Insurance fraud: Priest handed ‘stolen’ gold chain under seal of confession

Court overturns insurance fraud conviction after priest was handed item allegedly stolen by third party from man who claimed insurance on theft

An appeals court has overturned a man's conviction for insurance fraud after deciding doubts existed regarding his culpability
An appeals court has overturned a man's conviction for insurance fraud after deciding doubts existed regarding his culpability

The court of criminal appeal has overturned a man’s conviction for insurance fraud.

Anthony McKay had been charged with fraud and criminal damage after filing a police report on 17 May 2010, stating that he had suffered the theft of a gold choker while drunk at the Ta’ Qali football stadium.

The piece of jewellery had been insured with Middlesea, which had refused to pay McKay the sum of €7,400 euro because he had failed to inform them of his criminal record and because it had received information indicating that he might not be telling the truth.

After McKay had protested at the insurance company’s offices, the company had made an ex-gratia payment of €2,000. In the three years after that, the insurance employee who had been in charge of McKay’s case found her car tyres burst as well as scratches on the car and the front door to the claims manager’s block of flats had been set on fire.

Five months after the initial report, McKay had again gone to the police station and alleged that a certain Elsayed El Sisi was threatening to claim that McKay had lied about the choker. The two men used to set up stalls next to each other at the entrance to Valletta, and El Sisi had also been found guilty of fraud in a separate case.

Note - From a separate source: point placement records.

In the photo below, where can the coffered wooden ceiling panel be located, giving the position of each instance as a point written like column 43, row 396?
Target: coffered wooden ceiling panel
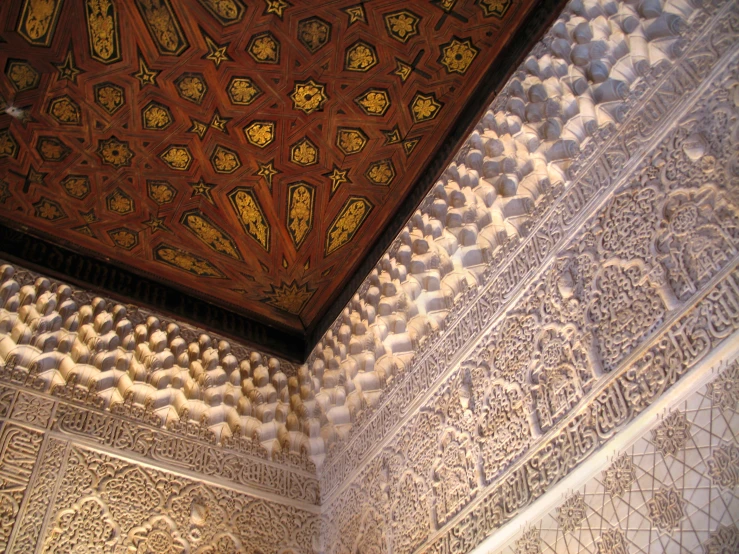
column 248, row 153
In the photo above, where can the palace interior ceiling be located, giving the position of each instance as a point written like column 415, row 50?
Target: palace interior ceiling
column 246, row 154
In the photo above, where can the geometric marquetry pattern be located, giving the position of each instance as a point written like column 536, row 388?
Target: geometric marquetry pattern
column 682, row 502
column 160, row 108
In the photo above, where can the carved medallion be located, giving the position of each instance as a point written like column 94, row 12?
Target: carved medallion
column 264, row 48
column 402, row 25
column 124, row 238
column 119, row 202
column 260, row 133
column 114, row 152
column 109, row 96
column 250, row 214
column 314, row 33
column 351, row 141
column 381, row 172
column 48, row 209
column 160, row 192
column 21, row 75
column 177, row 157
column 308, row 96
column 300, row 199
column 242, row 91
column 304, row 152
column 360, row 56
column 224, row 160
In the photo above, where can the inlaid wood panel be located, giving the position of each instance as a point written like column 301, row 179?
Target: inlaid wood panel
column 247, row 152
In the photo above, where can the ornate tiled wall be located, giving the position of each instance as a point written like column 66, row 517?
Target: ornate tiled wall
column 676, row 489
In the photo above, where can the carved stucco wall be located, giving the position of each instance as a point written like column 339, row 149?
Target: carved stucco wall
column 576, row 261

El Sisi had told the police that McKay had said that he had made a false claim about the choker, and that he had also slashed the tyres of a car belonging to an insurance company employee. But the court said that although the circumstances were very suspicious, there was no unequivocal evidence to show that McKay had caused the damage, and noted that the court of Magistrates had also acquitted him of this charge.

The court also heard a priest who had returned the choker which had been entrusted to him under the seal of confession to McKay. The person who had given the priest the choker had taken it from the appellant, a long time after the theft, he had testified. McKay had told the police that the choker had been returned, but had failed to inform the insurance agency which had made the €2,000 payment for it.

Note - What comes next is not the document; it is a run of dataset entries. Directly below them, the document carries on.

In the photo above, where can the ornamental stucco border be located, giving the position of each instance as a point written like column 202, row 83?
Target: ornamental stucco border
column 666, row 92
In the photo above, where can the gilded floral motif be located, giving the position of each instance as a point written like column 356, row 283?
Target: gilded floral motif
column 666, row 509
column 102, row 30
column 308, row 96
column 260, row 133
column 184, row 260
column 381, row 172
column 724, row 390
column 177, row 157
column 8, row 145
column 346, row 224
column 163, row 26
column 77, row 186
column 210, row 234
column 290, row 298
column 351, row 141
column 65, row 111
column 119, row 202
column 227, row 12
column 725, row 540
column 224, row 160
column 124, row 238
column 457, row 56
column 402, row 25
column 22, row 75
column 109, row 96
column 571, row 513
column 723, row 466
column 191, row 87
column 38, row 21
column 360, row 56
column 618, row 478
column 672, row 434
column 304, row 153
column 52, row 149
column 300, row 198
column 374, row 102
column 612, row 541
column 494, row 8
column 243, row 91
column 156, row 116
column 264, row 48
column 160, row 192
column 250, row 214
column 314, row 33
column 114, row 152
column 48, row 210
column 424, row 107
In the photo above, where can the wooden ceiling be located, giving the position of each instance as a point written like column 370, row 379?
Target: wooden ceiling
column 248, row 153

The Court of Criminal Appeal noted this extraordinary turn of events in its judgment overturning the man’s conviction.

“It is truly incredible how this choker ended up in the hands of the appellant’s confessor around four months after the appellant had cashed the €2,000 compensation from his insurer.

“But the priest does not only say that this choker was given to him by someone who found it… he adds the detail that it was handed to him by a third party who had taken it from the appellant… If anything it creates doubt as to whether the appellant was telling the truth when he said someone had taken it from him whilst he was in a drunken state,” remarked Mr. Justice Aaron Bugeja.

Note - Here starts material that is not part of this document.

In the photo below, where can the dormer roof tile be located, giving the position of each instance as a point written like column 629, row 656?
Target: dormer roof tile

In addition, El Sisi’s testimony had been collected by a lawyer, delegated by the magistrate handling the case. This was precluded at law, said Mr. Justice Bugeja.

The magistrate in the court of first instance had also commented that El Sisi’s testimony had been of dubious credibility. Without that man’s testimony, the circumstantial evidence was no longer unequivocal, observed the court. “But if the court maintained that El Sisi was generically unreliable in what he testified, how could that court attribute weight to what he said in such a way as to create the finding of guilt beyond reasonable doubt?” asked the judge.

The fact that he had at least told the police that he had retrieved the choker, although he had failed to inform his insurer, weighed in his favour, said the court.

On the basis of the evidence, the court said the man’s conviction could not be seen as safe and satisfactory as reasonable doubt existed. McKay’s conviction was overturned and he was declared innocent. Lawyer Kathleen Grima appeared for McKay.